Bug 1632762

Summary: linear prediction provides slow alert removal for disk exhaustion
Product: OpenShift Container Platform Reporter: Justin Pierce <jupierce>
Component: MonitoringAssignee: Frederic Branczyk <fbranczy>
Status: CLOSED ERRATA QA Contact: Junqi Zhao <juzhao>
Severity: medium Docs Contact:
Priority: medium    
Version: 3.11.0CC: scuppett
Target Milestone: ---   
Target Release: 4.1.0   
Hardware: All   
OS: Linux   
Whiteboard:
Fixed In Version: Doc Type: If docs needed, set a value
Doc Text:
Story Points: ---
Clone Of: Environment:
Last Closed: 2019-06-04 10:40:35 UTC Type: Bug
Regression: --- Mount Type: ---
Documentation: --- CRM:
Verified Versions: Category: ---
oVirt Team: --- RHEL 7.3 requirements from Atomic Host:
Cloudforms Team: --- Target Upstream Version:
Embargoed:
Attachments:
Description Flags
linear regression does not rapidly correct after space freed none

Description Justin Pierce 2018-09-25 13:52:02 UTC
Created attachment 1486747 [details]
linear regression does not rapidly correct after space freed

Description of problem:
The prometheus alert: predict_linear(node_filesystem_free{job="node-exporter",mountpoint!~"^/etc/(?:resolv.conf|hosts|hostname)$"}[6h],
  3600 * 24) < 0 and on(instance) up{job="node-exporter"}

performs linear regression over 6 days of data to determine if free space is trending downward to 0. After receiving this alert, SRE would be responsible for freeing space on the node. However, after this procedure is performed - and free space is available, a pure linear regression can take days to recover from the downward trend - weighed heavily by the past 6 days. See attached image for example. 

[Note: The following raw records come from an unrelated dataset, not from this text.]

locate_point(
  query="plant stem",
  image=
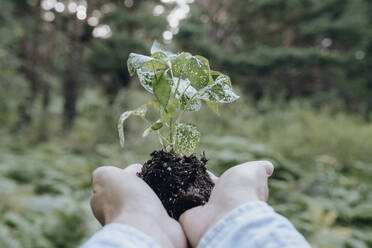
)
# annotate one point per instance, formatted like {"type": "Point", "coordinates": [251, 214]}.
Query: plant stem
{"type": "Point", "coordinates": [187, 105]}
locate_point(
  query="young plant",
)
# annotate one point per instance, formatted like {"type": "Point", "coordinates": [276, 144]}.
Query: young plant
{"type": "Point", "coordinates": [179, 83]}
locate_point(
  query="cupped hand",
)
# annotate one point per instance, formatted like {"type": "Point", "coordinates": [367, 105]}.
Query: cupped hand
{"type": "Point", "coordinates": [120, 196]}
{"type": "Point", "coordinates": [239, 185]}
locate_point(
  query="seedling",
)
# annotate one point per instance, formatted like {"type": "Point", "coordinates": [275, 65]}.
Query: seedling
{"type": "Point", "coordinates": [180, 83]}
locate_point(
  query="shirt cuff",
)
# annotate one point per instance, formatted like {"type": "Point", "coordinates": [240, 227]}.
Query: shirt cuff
{"type": "Point", "coordinates": [116, 235]}
{"type": "Point", "coordinates": [214, 233]}
{"type": "Point", "coordinates": [254, 224]}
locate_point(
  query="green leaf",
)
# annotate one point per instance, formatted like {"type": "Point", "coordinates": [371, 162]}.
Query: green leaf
{"type": "Point", "coordinates": [215, 73]}
{"type": "Point", "coordinates": [220, 91]}
{"type": "Point", "coordinates": [141, 111]}
{"type": "Point", "coordinates": [145, 67]}
{"type": "Point", "coordinates": [157, 125]}
{"type": "Point", "coordinates": [187, 138]}
{"type": "Point", "coordinates": [214, 107]}
{"type": "Point", "coordinates": [179, 63]}
{"type": "Point", "coordinates": [197, 70]}
{"type": "Point", "coordinates": [146, 77]}
{"type": "Point", "coordinates": [157, 47]}
{"type": "Point", "coordinates": [185, 93]}
{"type": "Point", "coordinates": [162, 89]}
{"type": "Point", "coordinates": [146, 132]}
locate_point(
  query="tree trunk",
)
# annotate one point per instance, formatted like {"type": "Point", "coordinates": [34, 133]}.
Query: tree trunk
{"type": "Point", "coordinates": [72, 72]}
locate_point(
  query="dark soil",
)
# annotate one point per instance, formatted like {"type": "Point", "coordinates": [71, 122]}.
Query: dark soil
{"type": "Point", "coordinates": [180, 182]}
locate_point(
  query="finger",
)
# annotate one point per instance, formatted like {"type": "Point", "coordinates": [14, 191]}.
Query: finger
{"type": "Point", "coordinates": [97, 212]}
{"type": "Point", "coordinates": [212, 176]}
{"type": "Point", "coordinates": [133, 169]}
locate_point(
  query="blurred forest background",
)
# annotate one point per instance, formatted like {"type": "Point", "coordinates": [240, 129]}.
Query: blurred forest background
{"type": "Point", "coordinates": [302, 67]}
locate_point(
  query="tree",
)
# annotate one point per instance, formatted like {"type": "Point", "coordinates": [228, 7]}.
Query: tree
{"type": "Point", "coordinates": [286, 48]}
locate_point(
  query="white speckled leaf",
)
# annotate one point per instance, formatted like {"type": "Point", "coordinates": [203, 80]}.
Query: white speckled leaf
{"type": "Point", "coordinates": [220, 91]}
{"type": "Point", "coordinates": [141, 111]}
{"type": "Point", "coordinates": [145, 67]}
{"type": "Point", "coordinates": [198, 72]}
{"type": "Point", "coordinates": [185, 92]}
{"type": "Point", "coordinates": [135, 61]}
{"type": "Point", "coordinates": [187, 138]}
{"type": "Point", "coordinates": [146, 76]}
{"type": "Point", "coordinates": [157, 47]}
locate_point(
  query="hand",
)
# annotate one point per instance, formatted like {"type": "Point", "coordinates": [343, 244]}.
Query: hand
{"type": "Point", "coordinates": [238, 185]}
{"type": "Point", "coordinates": [120, 196]}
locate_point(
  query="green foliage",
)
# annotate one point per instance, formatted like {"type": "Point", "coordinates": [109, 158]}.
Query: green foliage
{"type": "Point", "coordinates": [179, 82]}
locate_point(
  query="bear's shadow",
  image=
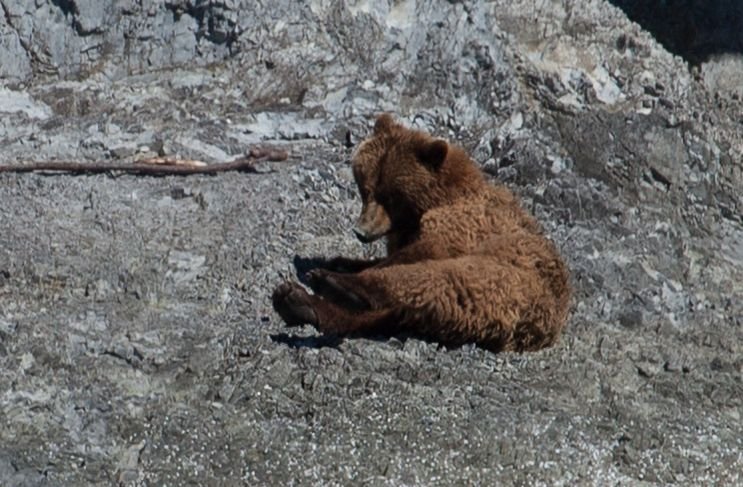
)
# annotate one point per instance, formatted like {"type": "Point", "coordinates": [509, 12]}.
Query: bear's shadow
{"type": "Point", "coordinates": [302, 265]}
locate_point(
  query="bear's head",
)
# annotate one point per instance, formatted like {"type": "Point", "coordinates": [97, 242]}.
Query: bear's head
{"type": "Point", "coordinates": [402, 173]}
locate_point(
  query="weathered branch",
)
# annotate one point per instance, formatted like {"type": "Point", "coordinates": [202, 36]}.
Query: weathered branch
{"type": "Point", "coordinates": [175, 167]}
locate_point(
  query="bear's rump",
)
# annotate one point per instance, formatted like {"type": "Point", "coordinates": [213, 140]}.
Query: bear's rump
{"type": "Point", "coordinates": [472, 298]}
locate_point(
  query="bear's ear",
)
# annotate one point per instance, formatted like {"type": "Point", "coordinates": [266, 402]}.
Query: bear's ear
{"type": "Point", "coordinates": [384, 124]}
{"type": "Point", "coordinates": [433, 153]}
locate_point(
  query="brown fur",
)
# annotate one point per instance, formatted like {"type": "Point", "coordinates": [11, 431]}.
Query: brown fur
{"type": "Point", "coordinates": [465, 262]}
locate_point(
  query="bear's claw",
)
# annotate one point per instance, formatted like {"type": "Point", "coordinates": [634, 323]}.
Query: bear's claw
{"type": "Point", "coordinates": [292, 303]}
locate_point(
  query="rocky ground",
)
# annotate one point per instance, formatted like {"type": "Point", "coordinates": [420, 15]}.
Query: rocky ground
{"type": "Point", "coordinates": [137, 341]}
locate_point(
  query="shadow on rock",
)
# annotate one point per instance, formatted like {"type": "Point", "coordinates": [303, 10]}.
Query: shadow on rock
{"type": "Point", "coordinates": [294, 341]}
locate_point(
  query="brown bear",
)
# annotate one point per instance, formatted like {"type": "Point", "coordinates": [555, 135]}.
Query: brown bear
{"type": "Point", "coordinates": [465, 262]}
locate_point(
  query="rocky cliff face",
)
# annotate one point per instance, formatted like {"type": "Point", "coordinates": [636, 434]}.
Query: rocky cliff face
{"type": "Point", "coordinates": [137, 343]}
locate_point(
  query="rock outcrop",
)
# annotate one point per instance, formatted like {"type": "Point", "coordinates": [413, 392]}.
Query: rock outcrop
{"type": "Point", "coordinates": [137, 341]}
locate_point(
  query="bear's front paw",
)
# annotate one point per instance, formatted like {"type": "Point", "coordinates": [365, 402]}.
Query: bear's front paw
{"type": "Point", "coordinates": [294, 305]}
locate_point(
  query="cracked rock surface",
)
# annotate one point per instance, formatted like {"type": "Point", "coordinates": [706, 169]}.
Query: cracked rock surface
{"type": "Point", "coordinates": [137, 341]}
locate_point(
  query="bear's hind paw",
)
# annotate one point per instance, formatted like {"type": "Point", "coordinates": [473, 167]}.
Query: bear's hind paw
{"type": "Point", "coordinates": [293, 304]}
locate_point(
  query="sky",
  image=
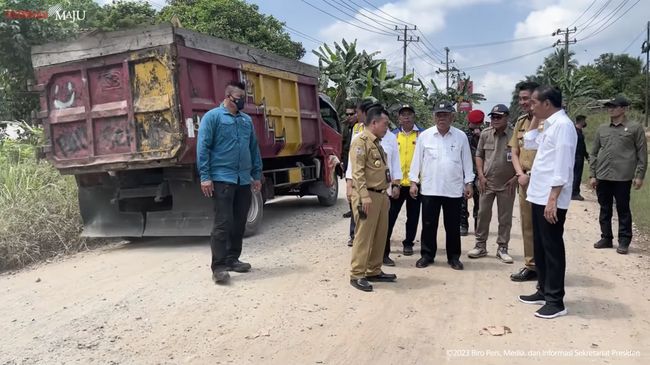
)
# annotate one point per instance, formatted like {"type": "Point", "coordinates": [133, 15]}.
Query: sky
{"type": "Point", "coordinates": [615, 26]}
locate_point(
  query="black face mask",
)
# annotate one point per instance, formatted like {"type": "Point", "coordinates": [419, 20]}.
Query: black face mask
{"type": "Point", "coordinates": [239, 103]}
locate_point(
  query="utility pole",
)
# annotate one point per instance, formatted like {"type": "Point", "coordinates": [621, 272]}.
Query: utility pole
{"type": "Point", "coordinates": [406, 39]}
{"type": "Point", "coordinates": [645, 48]}
{"type": "Point", "coordinates": [565, 43]}
{"type": "Point", "coordinates": [447, 69]}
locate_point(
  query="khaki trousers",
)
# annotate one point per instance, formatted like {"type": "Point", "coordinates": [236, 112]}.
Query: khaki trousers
{"type": "Point", "coordinates": [370, 236]}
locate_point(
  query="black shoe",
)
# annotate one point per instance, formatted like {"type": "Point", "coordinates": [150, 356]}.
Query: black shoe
{"type": "Point", "coordinates": [382, 277]}
{"type": "Point", "coordinates": [536, 298]}
{"type": "Point", "coordinates": [220, 277]}
{"type": "Point", "coordinates": [238, 266]}
{"type": "Point", "coordinates": [361, 284]}
{"type": "Point", "coordinates": [423, 262]}
{"type": "Point", "coordinates": [456, 264]}
{"type": "Point", "coordinates": [604, 243]}
{"type": "Point", "coordinates": [525, 274]}
{"type": "Point", "coordinates": [549, 311]}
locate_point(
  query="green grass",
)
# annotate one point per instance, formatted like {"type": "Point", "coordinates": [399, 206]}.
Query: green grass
{"type": "Point", "coordinates": [640, 199]}
{"type": "Point", "coordinates": [39, 210]}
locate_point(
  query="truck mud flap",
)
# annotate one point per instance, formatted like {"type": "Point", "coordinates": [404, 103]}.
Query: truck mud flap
{"type": "Point", "coordinates": [102, 218]}
{"type": "Point", "coordinates": [191, 214]}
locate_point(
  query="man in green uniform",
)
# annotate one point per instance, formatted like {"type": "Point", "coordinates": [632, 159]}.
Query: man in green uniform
{"type": "Point", "coordinates": [619, 159]}
{"type": "Point", "coordinates": [370, 179]}
{"type": "Point", "coordinates": [522, 161]}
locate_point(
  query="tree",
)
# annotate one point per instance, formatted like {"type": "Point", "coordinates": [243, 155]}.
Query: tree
{"type": "Point", "coordinates": [234, 20]}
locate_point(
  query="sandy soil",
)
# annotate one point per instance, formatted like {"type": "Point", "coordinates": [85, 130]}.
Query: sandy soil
{"type": "Point", "coordinates": [153, 302]}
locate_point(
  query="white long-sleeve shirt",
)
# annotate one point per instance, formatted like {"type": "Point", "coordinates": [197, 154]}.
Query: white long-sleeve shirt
{"type": "Point", "coordinates": [442, 164]}
{"type": "Point", "coordinates": [553, 165]}
{"type": "Point", "coordinates": [389, 144]}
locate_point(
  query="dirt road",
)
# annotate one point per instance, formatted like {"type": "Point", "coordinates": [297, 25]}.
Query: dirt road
{"type": "Point", "coordinates": [154, 303]}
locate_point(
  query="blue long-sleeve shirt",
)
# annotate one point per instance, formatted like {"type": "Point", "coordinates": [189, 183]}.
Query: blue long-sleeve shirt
{"type": "Point", "coordinates": [227, 149]}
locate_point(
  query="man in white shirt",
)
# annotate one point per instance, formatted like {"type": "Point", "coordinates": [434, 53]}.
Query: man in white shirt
{"type": "Point", "coordinates": [549, 192]}
{"type": "Point", "coordinates": [389, 144]}
{"type": "Point", "coordinates": [442, 165]}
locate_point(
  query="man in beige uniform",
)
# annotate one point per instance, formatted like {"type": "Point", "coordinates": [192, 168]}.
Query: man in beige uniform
{"type": "Point", "coordinates": [496, 180]}
{"type": "Point", "coordinates": [522, 161]}
{"type": "Point", "coordinates": [370, 179]}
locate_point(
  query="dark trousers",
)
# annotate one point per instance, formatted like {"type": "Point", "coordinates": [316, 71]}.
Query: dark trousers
{"type": "Point", "coordinates": [464, 211]}
{"type": "Point", "coordinates": [577, 174]}
{"type": "Point", "coordinates": [431, 206]}
{"type": "Point", "coordinates": [412, 217]}
{"type": "Point", "coordinates": [607, 191]}
{"type": "Point", "coordinates": [550, 260]}
{"type": "Point", "coordinates": [231, 205]}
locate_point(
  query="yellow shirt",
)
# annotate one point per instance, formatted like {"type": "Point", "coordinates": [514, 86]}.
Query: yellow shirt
{"type": "Point", "coordinates": [406, 143]}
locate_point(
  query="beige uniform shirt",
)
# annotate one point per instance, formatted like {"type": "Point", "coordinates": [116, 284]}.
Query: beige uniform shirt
{"type": "Point", "coordinates": [368, 160]}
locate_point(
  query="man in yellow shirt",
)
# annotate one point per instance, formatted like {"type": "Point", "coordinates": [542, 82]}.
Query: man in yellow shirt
{"type": "Point", "coordinates": [407, 135]}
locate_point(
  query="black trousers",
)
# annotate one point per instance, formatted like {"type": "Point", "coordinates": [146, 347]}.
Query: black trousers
{"type": "Point", "coordinates": [412, 217]}
{"type": "Point", "coordinates": [577, 174]}
{"type": "Point", "coordinates": [550, 259]}
{"type": "Point", "coordinates": [607, 191]}
{"type": "Point", "coordinates": [231, 205]}
{"type": "Point", "coordinates": [464, 211]}
{"type": "Point", "coordinates": [431, 206]}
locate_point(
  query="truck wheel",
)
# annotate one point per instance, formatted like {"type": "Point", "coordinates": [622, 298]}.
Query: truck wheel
{"type": "Point", "coordinates": [332, 194]}
{"type": "Point", "coordinates": [254, 219]}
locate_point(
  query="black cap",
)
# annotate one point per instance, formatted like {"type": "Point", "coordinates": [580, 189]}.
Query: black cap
{"type": "Point", "coordinates": [499, 109]}
{"type": "Point", "coordinates": [405, 107]}
{"type": "Point", "coordinates": [444, 107]}
{"type": "Point", "coordinates": [618, 101]}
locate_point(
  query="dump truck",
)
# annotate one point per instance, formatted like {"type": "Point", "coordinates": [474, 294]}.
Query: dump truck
{"type": "Point", "coordinates": [121, 112]}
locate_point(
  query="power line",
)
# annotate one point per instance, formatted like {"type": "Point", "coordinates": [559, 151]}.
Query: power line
{"type": "Point", "coordinates": [599, 30]}
{"type": "Point", "coordinates": [634, 40]}
{"type": "Point", "coordinates": [507, 59]}
{"type": "Point", "coordinates": [353, 17]}
{"type": "Point", "coordinates": [304, 35]}
{"type": "Point", "coordinates": [345, 21]}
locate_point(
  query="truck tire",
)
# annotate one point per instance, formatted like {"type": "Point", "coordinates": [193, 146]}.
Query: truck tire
{"type": "Point", "coordinates": [332, 195]}
{"type": "Point", "coordinates": [255, 213]}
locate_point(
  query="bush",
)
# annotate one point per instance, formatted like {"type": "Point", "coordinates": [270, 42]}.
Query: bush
{"type": "Point", "coordinates": [38, 206]}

Version-Release number of selected component (if applicable):
v3.11.0-0.21.0

How reproducible:
100%

Steps to Reproduce:
1. Allow space on a monitored mount to be exhausted over the course of 6 days
2. Correct the issue by clearing space on the mount
3. Note that the prometheus alert is not cleared

Actual results:
The linear regression can still point negative for days. 

Expected results:
Clearing the mount should clear the alert in short order. I believe a sanity check for the for extrapolation could provide this.
Options:
1) Ensure that R^2 is > .8
2) linear_predict[6d] < 0 & current_free < avg(free[6d])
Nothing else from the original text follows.